Operation 2 Name Proposal 1 adam_0 Crow T. Robot SoItBegins
retep998 - Reject 10:28 AM Crow T. Robot - Approve 11:34 AM Mackilroy - Reject 11:38 AM adam_0 - Reject 11:52 AM JacaByte - Reject 12:00 PM SoItBegins - Reject 2:22 PM
Motion is rejected.
retep998, it is your turn to pick names for the second operation.
@soitbegins, on 15 July 2012 - 01:21 PM, said in GTW 39:
If he's innocent, he's picking randomly. The chance that retep998 is a traitor (and thus the first group contains traitors) is 1 in 5.
Picking randomly, if JacaByte is innocent, retep998 has a 2 in 5 chance of being a bad guy. There are two bad guys in the remaining five players, not one (if JacaByte is innocent). If you carry out the rest of your math with the correct odds, you get the 60% chance I said earlier, which should mean a win for the sleeper agents (lesson learned: don't let just anybody pick names). More data is good, but a lot of that comes from the outcome of the mission, and then looking back at voting records afterwards. By keeping the proposer as somebody trustworthy, based on all the information, you can push the odds closer to 40% if they pick randomly which will get you the win, and if the proposer is trustworthy and chooses names based on who is trustworthy, the odds go even more in your favor. People are going to have different opinions on who is trustworthy, though.
Choose wisely retep.
Well, s###. I'm not going to choose Jacabyte this round, so we can get some more information on other people. However, I will choose myself, because obviously I am innocent, and I wouldn't pick somebody else instead of me. So... using a random number generator... 2 so thats adam_0 1 so thats crow t. robot My proposal is as thus follows retep998 adam_0 Crow T. Robot
Please PM me, everyone, whether you APPROVE or REJECT the second proposed second operation: adam_0 Crow T. Robot retep998
Done. retep, your random number generator is horrible -- we already had a motion with Crow T. Robot and adam_0. I've rejected this motion too.
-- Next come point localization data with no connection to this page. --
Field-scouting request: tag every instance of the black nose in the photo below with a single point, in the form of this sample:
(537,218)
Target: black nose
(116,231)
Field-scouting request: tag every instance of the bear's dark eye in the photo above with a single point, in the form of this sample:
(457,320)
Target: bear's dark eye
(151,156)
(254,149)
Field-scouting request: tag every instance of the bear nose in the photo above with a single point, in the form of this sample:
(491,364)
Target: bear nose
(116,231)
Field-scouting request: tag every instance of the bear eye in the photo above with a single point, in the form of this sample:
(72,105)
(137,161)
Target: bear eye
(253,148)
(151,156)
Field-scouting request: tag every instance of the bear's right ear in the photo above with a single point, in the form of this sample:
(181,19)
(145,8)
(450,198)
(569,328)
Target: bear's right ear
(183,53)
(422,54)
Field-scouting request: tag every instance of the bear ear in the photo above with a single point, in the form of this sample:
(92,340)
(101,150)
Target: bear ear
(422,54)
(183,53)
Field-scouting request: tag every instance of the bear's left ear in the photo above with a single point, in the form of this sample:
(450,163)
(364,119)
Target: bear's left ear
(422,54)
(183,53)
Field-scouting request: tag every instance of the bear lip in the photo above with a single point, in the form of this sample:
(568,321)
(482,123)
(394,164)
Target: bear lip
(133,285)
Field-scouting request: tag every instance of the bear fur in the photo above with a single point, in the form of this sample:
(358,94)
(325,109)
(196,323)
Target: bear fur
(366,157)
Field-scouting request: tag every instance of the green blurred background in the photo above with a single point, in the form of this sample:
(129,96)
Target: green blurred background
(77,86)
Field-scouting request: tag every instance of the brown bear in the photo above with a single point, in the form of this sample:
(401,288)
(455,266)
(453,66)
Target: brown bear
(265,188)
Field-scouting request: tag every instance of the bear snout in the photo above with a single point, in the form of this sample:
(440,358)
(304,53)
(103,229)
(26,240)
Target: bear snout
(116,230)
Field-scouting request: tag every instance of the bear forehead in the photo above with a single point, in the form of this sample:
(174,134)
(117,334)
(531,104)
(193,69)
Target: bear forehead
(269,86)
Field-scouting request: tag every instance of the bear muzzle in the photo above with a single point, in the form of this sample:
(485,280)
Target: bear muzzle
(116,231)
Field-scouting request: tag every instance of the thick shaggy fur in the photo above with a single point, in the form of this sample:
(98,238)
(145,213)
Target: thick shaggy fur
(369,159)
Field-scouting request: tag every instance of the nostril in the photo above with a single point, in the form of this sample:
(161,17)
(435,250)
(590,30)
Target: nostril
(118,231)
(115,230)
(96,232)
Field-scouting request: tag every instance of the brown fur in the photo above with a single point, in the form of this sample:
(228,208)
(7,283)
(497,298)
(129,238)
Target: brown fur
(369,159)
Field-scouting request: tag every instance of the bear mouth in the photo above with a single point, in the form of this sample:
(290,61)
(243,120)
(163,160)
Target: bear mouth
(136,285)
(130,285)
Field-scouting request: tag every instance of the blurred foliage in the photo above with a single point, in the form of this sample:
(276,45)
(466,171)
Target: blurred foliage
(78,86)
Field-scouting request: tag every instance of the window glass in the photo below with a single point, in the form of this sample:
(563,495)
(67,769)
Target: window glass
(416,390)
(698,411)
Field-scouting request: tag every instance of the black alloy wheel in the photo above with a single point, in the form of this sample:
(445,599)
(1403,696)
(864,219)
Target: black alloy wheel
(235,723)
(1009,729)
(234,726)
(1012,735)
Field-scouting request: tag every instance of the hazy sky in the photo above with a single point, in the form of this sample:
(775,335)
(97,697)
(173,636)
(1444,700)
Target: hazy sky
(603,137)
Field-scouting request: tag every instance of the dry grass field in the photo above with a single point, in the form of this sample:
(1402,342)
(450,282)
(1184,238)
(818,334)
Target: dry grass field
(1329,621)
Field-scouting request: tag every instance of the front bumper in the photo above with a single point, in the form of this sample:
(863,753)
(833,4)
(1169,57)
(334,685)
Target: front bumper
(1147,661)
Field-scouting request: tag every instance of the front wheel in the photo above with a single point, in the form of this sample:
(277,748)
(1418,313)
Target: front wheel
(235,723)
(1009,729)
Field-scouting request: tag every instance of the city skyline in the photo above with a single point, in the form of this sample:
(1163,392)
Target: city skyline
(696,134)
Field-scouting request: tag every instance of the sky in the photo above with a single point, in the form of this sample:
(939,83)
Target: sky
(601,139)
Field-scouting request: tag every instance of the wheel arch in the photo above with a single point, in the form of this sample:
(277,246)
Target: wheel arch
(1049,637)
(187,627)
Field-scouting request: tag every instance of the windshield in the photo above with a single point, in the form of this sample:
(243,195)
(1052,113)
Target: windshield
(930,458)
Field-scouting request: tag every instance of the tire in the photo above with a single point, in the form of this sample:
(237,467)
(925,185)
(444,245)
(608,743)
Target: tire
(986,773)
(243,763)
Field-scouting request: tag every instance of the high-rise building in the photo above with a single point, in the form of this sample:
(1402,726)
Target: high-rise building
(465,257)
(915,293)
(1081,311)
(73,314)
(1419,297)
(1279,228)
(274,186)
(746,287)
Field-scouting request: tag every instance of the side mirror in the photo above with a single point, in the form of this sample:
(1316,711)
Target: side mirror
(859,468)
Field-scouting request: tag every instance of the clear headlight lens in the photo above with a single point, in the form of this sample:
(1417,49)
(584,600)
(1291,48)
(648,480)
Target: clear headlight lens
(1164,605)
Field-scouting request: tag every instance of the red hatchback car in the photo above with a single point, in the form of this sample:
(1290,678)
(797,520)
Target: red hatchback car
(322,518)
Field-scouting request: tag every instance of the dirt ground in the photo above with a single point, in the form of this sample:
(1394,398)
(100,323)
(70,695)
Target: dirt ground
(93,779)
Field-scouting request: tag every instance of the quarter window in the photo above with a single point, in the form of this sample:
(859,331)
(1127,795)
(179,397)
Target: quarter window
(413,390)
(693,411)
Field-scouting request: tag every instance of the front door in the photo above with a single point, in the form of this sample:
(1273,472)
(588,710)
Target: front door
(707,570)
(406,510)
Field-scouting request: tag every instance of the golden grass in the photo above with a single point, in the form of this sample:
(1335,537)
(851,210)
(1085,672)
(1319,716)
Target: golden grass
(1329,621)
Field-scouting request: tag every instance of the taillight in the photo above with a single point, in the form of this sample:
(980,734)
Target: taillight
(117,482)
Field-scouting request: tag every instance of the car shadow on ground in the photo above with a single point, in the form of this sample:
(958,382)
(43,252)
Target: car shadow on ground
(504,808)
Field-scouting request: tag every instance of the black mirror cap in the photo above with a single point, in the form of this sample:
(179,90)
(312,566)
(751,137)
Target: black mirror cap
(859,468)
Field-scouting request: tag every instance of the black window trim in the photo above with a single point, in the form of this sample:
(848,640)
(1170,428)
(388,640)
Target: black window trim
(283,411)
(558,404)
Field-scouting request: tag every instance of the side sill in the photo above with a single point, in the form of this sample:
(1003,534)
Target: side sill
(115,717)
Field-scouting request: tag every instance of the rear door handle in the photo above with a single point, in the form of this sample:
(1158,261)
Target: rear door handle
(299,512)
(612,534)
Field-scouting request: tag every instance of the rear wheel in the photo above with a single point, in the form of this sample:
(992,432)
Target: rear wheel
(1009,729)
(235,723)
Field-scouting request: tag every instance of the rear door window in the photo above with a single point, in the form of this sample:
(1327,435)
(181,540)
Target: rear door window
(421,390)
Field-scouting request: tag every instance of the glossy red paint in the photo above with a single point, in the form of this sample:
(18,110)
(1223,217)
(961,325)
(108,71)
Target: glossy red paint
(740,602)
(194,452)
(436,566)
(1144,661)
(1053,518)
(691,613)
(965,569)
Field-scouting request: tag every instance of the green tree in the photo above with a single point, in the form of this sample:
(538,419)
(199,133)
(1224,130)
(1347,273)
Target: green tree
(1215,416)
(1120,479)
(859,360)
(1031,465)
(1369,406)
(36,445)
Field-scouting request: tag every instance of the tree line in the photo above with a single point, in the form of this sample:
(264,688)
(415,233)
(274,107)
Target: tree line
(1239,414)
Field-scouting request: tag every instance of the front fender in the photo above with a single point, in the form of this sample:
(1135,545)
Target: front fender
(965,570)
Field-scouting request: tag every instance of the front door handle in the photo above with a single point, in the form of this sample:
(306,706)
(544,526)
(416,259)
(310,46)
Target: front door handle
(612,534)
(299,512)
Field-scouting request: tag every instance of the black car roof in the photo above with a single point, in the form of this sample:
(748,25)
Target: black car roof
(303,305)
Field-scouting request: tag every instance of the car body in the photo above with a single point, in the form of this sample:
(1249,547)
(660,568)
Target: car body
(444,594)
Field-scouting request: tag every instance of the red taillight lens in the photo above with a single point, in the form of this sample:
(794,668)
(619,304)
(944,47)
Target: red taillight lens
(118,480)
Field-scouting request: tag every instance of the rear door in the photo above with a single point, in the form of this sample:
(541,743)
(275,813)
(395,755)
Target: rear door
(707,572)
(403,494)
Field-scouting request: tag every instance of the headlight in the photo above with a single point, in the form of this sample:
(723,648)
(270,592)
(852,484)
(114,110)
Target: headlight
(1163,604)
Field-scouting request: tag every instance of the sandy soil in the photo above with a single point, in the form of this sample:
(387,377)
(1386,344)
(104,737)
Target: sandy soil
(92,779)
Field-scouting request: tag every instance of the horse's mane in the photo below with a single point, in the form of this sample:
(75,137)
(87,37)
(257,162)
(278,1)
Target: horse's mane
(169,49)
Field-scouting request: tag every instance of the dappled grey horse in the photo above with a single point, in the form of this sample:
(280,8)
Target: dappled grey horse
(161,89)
I have also rejected this motion since I don't see how this selection helps us determine who will be cooperative when it comes down to carrying out actual missions. I didn't notice that adam_0 and Crow was on the previous motion, as well as this one.
@jacabyte, on 15 July 2012 - 04:18 PM, said in GTW 39:
This is why you should keep track.
@mrxak, on 15 July 2012 - 10:32 AM, said in GTW 39:
Please PM me, everyone, whether you APPROVE or REJECT the first proposed second operation: adam_0 Crow T. Robot SoItBegins
@mrxak, on 15 July 2012 - 02:08 PM, said in GTW 39:
...I guess Crow and I are just popular? I dunno. I don't see how this will help us narrow things down though, so I will have to reject.
Operation 2 Name Proposal 2 adam_0 Crow T. Robot retep998
retep998 - Approve 3:03 PM Crow T. Robot - Approve 3:05 PM JacaByte - Reject 3:17 PM Mackilroy - Reject 3:23 PM SoItBegins - Reject 4:47 PM adam_0 - Reject 7:30 PM
adam_0, it is your turn to pick names for the second operation.
I choose myself , retep998 , who has been trustworthy in the past, and Mackilroy , who hasn't seen any action thus far.